BRUXELLES Nous sommes le 4 novembre 1999. Le décès de Semira Adamu date donc déjà de plus d’un an.
D’habitude, un témoin important, le juge d’instruction l’entend dans son cabinet (à Bruxelles : au 13 rue des Quatre-Bras). Ce jour là, la juge déroge à la règle : c’est elle qui se rend - avec sa greffière - au ministère du Budget. Pour y entendre Johan Vande Lanotte pour ce qu’il pense du décès de Semira Adamu alors qu’il était ministre de l’Intérieur. Audition importante : Vande Lanotte est en effet le ministre qui a re-autorisé le coussin que son prédécesseur - Louis Tobback - avait pourtant interdit. Nous nous sommes procuré les P.-V. Vande Lanotte est entendu pendant une heure et demi - c’est plutôt court. On ne peut pas dire que les questions soient nombreuses. L’audition fait 5 feuillets dont la moitié ne
compte pas. 2,5 feuillets en 90 minutes : le ministre a pu peser ses réponses.
Vous me demandez… si c’est le livre du (journaliste) Chris De Stoop qui m’a fait interdire le coussin.
J Vande Lanotte : Je crois que la technique n’était déjà plus autorisée. De heer Tobback avait fixé en septembre 1993 les quatre procédés auxquels il pouvait être recourus. Le coussin n’étant pas cité, j’en déduis qu’il n’était pas autorisé. Mais c’est après la parution du livre de De Stoop que j’ai décidé de rendre visite au Détachement de la gendarmerie de Zaventem, en février 1996 (...) Mon intention était de me rendre compte sur place de la situation. J’ai constaté que les gendarmes se plaignaient de manquer de moyens. Ils craignaient surtout les morsures (risques de Sida, NdlR) des personnes rapatriées contre leur gré. Ils pensaient ne pas être suffisamment protégés. Je me souviens qu’ils m’ont demandé de pouvoir de nouveau utiliser le coussin que j’avais interdit. J’ai répondu que je ne pouvais pas décider comme ça mais que j’allais me pencher sur la problématique. J’ai mis sur pied un groupe de travail (...). Il m’a transmis
un avis nuancé qui m’a été confirmé par écrit le 31 mai 1996. « J’ai autorisé le coussin sous certaines conditions spécifiques et le général (Willy) De Ridder - alors commandant de la gendarmerie - a transmis mon accord, le 11 juin 1996, au détachement de Zaventem. Une première évaluation m’est parvenue le 14 octobre 1997. Entre-temps, coussin avait été employé quatre fois. On m’a signalé qu’il n’y avait eu aucun problème. L’évaluation était positive.

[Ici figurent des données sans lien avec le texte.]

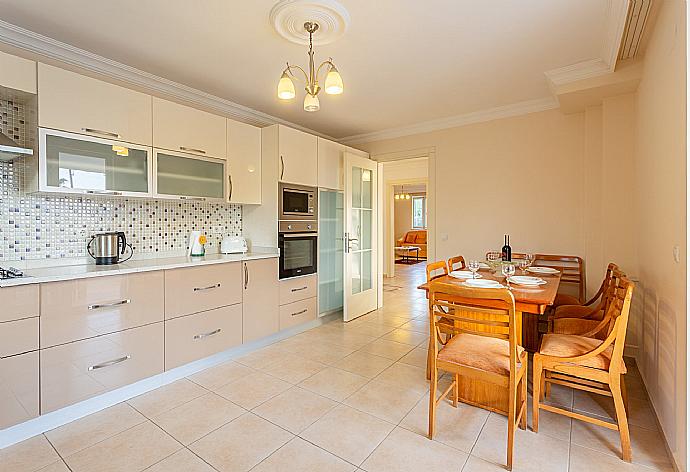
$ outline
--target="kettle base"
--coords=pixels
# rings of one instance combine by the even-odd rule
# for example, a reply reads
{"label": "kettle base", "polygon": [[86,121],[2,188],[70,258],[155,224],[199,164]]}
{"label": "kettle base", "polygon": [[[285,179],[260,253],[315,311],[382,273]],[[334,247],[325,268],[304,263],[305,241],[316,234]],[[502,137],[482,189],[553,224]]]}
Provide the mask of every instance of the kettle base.
{"label": "kettle base", "polygon": [[96,257],[96,265],[112,265],[118,263],[118,256],[112,257]]}

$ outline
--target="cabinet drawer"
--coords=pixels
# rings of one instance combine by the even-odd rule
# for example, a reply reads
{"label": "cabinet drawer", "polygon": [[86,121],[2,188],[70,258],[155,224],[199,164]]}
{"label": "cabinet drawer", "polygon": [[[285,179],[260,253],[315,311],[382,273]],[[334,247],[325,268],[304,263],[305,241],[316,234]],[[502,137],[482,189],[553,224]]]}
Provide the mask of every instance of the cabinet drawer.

La juge demande au ministre pourquoi s’être contenté d’un avis de la gendarmerie et n’avoir pas pris d’avis extérieur.
"J’étais d’avis que c’était irréaliste (onrealistisch). On a regardé quand même entre-temps à l’étranger pour arriver à la conclusion qu’il n’existait pas de procédé sans risque. Le motif pour lequel j’ai opté malgré tout en faveur du coussin était que le procédé était réversible, que (le gendarme) pouvait à tout moment retirer le coussin, ce qui n’était pas le cas du scotch tape (sparadrap) et des médicaments".
La juge demande alors au ministre s’il se sent responsable du décès de Semira Adamu.
"Il y a toujours une responsabilité politique. Je ne vois pas de faute personnelle parce qu’on a a mis en balance la sécurité du gendarme et celle du rapatrié et qu’utiliser correctement le coussin était à nos yeux le moyen de prendre un minimum de risques sans devoir recourir aux charters. En clair, si on avait eu les moyens, on aurait préféré au coussin les rapatriements collectifs à bord de vols spéciaux. Je pense - dit encore le ministre - que le fait d’avoir raccourci les délais d’expulsion en 1997 a multiplié les cas difficiles".